The Girls Are Standing

Irish girls“On Good Friday the shops were closed and every place was sad. Purple-sad. Death-sad.”
Description of Dublin, The Country Girls

In 1960 Caithleen Brady and Baba Brennan stepped onto the pages of Irish literature in The Country Girls, and in this short novel, the two girls helped set off a firestorm against the book and the author, Edna O’Brien. I mentioned in an earlier blog post that this book was banned by the Irish censorship board (in a time when they still had such a thing), and the book was burned in O’Brien’s home town by a priest.

Regarding the controversy caused by this book, O’Brien said much later that it was caused in part because “there had not been a tradition of women writers” and also because at the time she wrote, Ireland had a “narrow, claustrophobic, judgemental religion”. Nevertheless, the book inspired other Irish writers, and nearly a quarter of a century later, it was made into a movie in 1984.

The story is told in first person, so every word in the book is Caithleen’s voice, every thought is her thought. She is a somewhat naive girl, and the author shows Caithleen feeling insecure, not knowing things, and discovering new aspects of life. Throughout the novel, Caithleen is accompanied by her friend Baba, as they go together to a convent school and then room together in Dublin. Baba comes across as more sophisticated, more daring, and occasionally harsh toward Caithleen, so that their friendship can be baffling to understand sometimes.

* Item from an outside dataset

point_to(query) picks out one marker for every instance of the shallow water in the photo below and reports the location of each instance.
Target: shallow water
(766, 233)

Although The Country Girls is a fairly short book, written in just three weeks, it leads the reader through a great transition in the life of Caithleen. When we come into her story, she is a young girl living with her mother and father in a country house outside a small town. The novel then has her leave home to go to the convent high school, and by the end Caithleen is a young, but independent, woman living in Dublin.

O’Brien wrote this book in what is usually considered a realistic style, using a straightforward narrative to move the story forward. As an aspect of that style, there is a great attention to the details of each scene, as if it were the author’s purpose to meticulously record the settings and incidents she was describing. When the girls first arrive in Dublin, for instance, the man they rent from is described sitting in a dining room:

“There was a piano in one corner, and next to it was a sideboard that had framed photographs on top of it, and opposite that was a china cabinet. It was stuffed with glasses, cups, mugs, and all sorts of souvenirs. Sitting at the table was a bald, middle-aged man eating a boiled egg.”

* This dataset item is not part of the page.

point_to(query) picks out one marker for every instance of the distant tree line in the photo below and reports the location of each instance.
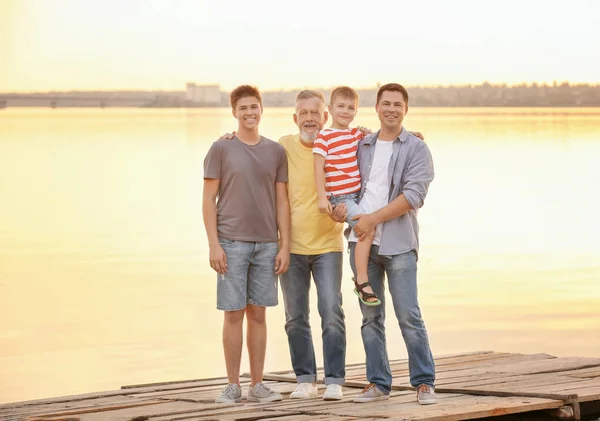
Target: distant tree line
(484, 95)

An aspect of the novel that must have caused some heartburn is a strongly irreverent attitude toward religion, seen in the attitudes of several characters, or in the way Baba speaks (once when Caithleen doesn’t want to go somewhere, Baba says, “In Christ’s name, why not?”). In addition, there are scenes in the convent school that make the nuns look foolish, at best, such as a nun who reads an obscene note, has a mental breakdown, and has to be taken away.

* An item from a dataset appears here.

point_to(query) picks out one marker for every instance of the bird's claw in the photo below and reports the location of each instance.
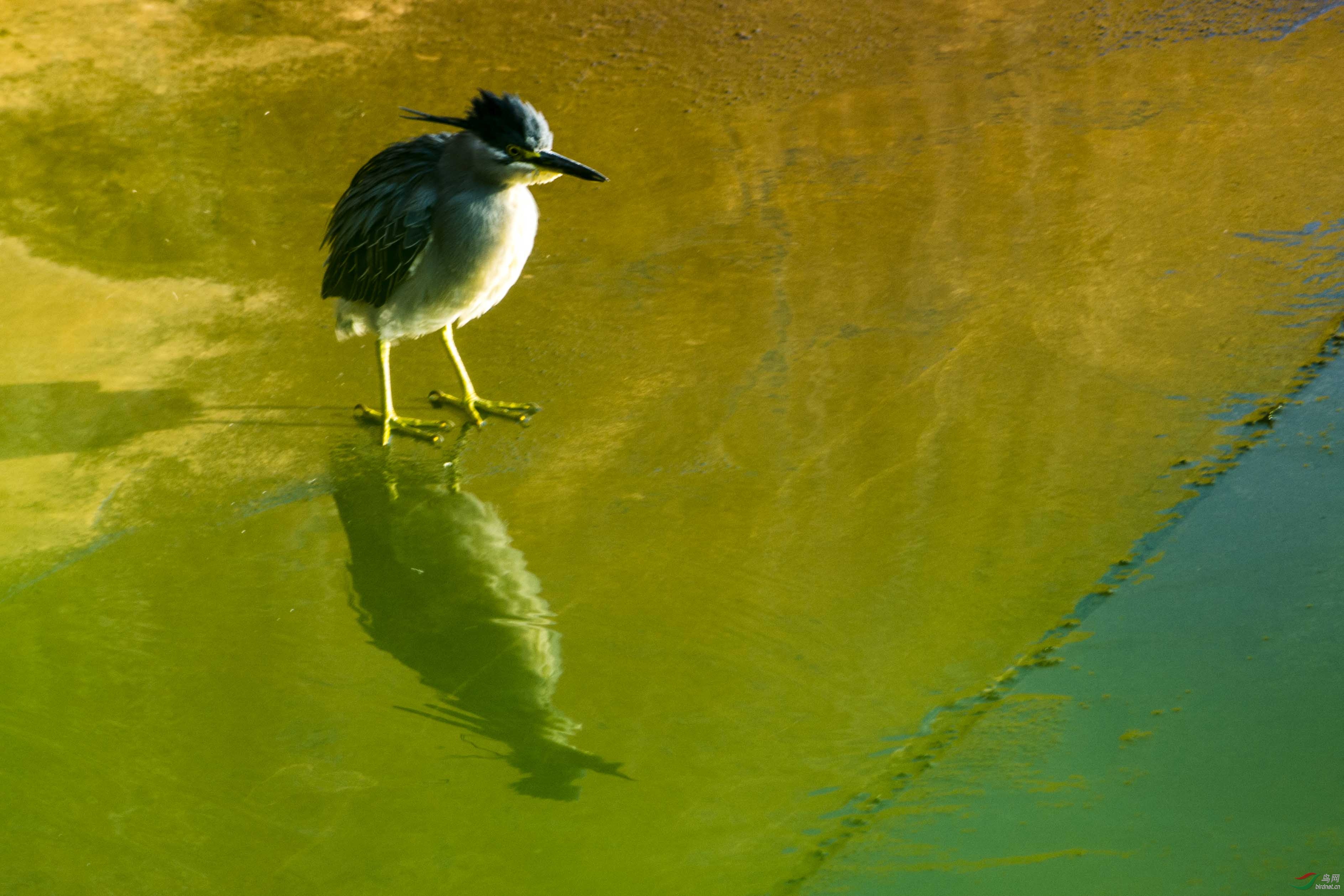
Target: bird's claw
(519, 412)
(428, 430)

What surely set the Guardians of Morality to goose-stepping when this book was first published was the sexual element. Though those references are mild by modern standards, the mere presence of sexual implications was pushing against the barbed wire of social rules in 1960. Furthermore, the novel was written by a woman about young women on their own. Not only did the Catholic Church want to control sexuality, but in particular, they wanted ironfist control over women’s sexuality, like nearly every religion and culture on the planet earth. Some things don’t change.

This book, at its heart, is about two village girls yearning to experience life, to eat some of the sweet fruit that all people reach for. Caithleen is also aching for romance, and over the course of the book, we see her pursuing a possibility that may strike most readers as not a very good idea.

In an interview a few years ago about this book, Edna O’Brien said that “a lot of literature and the literature that I admire is about longing”, and this novel very much embodies basic human longing. Desire for something more, something better, runs through the book for practically every character. In the same interview, O’Brien also said that “writing is from the unconscious”, and in The Country Girls she has reached into her own unconscious to pull out Caithleen and Baba as representations not only of Irish girls in their time, but of what it is like to be human at any time.